Regressando à metáfora futebolítica, assistiu-se aqui a uma verdadeira final, onde ao jogo bem disputado se seguiram dois prolongamentos rasgadinhos e uma decisão nervosa nas grandes penalidades, num concerto esticado para lá das duas horas e meia. Drexler, esse, é o “verdadeiro artista” de que falava Serafim Saudade juntando, a uma imaculada prestação musical e vocal, uma boa conversa.
Depois de uma longa intro musical, festim para qualquer observador de pássaros de fim-de-semana, Drexler entrou enquanto no ar pairava uma espécie de diário, dominado por dissertações sobre amor, sexo e desejo. Antes de dizer sequer boa noite, já o músico agradecia de joelhos a primeira grande ovação – uma “mostra de amor”, palavras suas -, de um CCB com coração latino – argentinos, paraguaios, uruguaios, colombianos, entre outros, responderam à chamada.

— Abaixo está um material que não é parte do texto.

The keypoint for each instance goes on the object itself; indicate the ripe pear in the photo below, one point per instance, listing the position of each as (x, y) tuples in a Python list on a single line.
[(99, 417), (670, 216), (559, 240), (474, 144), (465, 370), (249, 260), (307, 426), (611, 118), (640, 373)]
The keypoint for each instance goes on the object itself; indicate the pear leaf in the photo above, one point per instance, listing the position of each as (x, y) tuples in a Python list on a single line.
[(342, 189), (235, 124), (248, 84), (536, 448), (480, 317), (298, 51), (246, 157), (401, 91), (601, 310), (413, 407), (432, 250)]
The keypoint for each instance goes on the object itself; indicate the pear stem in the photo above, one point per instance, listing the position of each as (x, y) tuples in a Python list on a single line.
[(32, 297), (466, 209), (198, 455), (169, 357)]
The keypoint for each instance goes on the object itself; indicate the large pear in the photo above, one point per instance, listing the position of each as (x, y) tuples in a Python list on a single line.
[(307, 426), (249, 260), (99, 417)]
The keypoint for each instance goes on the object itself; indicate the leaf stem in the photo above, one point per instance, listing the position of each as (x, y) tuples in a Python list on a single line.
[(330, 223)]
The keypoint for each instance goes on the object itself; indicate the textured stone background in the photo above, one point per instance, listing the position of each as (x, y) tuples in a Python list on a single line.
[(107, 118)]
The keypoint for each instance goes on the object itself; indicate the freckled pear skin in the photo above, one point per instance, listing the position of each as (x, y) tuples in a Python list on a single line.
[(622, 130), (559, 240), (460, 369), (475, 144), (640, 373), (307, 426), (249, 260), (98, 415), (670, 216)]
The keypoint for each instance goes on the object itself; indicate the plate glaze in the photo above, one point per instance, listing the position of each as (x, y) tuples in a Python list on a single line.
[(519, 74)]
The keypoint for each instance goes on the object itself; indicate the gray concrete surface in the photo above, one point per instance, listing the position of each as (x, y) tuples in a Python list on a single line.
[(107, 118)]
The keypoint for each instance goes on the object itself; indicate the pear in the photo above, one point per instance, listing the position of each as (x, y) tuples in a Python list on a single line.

Na companhia dos músicos Borja Barrueta (bateria), Meritxell Neddermann (teclados e vozes), Javier Calequi (guitarra e vozes), Carles «Campi» Campón (baixo e programação) e Alana Sinkëy e Miryam Latrece (vozes), constantemente elogiados por Drexler, foi dada primazia ao mais recente longa-duração, mas foram muitas as viagens temporais e os discos revisitados, tendo o músico surpreendido com o seu português com perfume brasileiro, falando sobre o contexto de muitas das canções quase sempre com uma veia de comediante stand up.
Neste desfile musical, onde aproveitou para dedicar canções aos presentes António Zambujo, Salvador Sobral – “meu irmão” – e Carminho, foram vários os pontos altos: como quando recordou a edição do primeiro disco, que vendeu qualquer coisa como trinta e duas cópias – 31 delas a caras conhecidas, numa “venda coerciva” -, pedindo que levantasse a mão quem não tinha ainda nascido em 1992 – foram muitas as que se levantaram; a pop matemática e com o embalo latino de “Corazón Impar”, onde aconselhou a que, no jogo do amor, esquecêssemos a procura obsessiva da outra metade da laranja; “Bendito Desconcierto”, a última canção que escreveu da nova rodela, onde facilmente se poderia imaginar Josh Rouse a fazer uma cover; “Oh, Algoritmo!”, “uma música bem diferente do que costumo escrever”, plena de ironia e contra as soluções simples da vida, onde arranhou sem medo um inglês em modo rapster; “Telefonía”, que nos trouxe a praia, gelados e bolas de berlim com creme; ou, ainda, “Silencio”, uma espécie de Boys & Girls com sotaque, servido como um videoclip gravado ao vivo. Simplemente perfecto.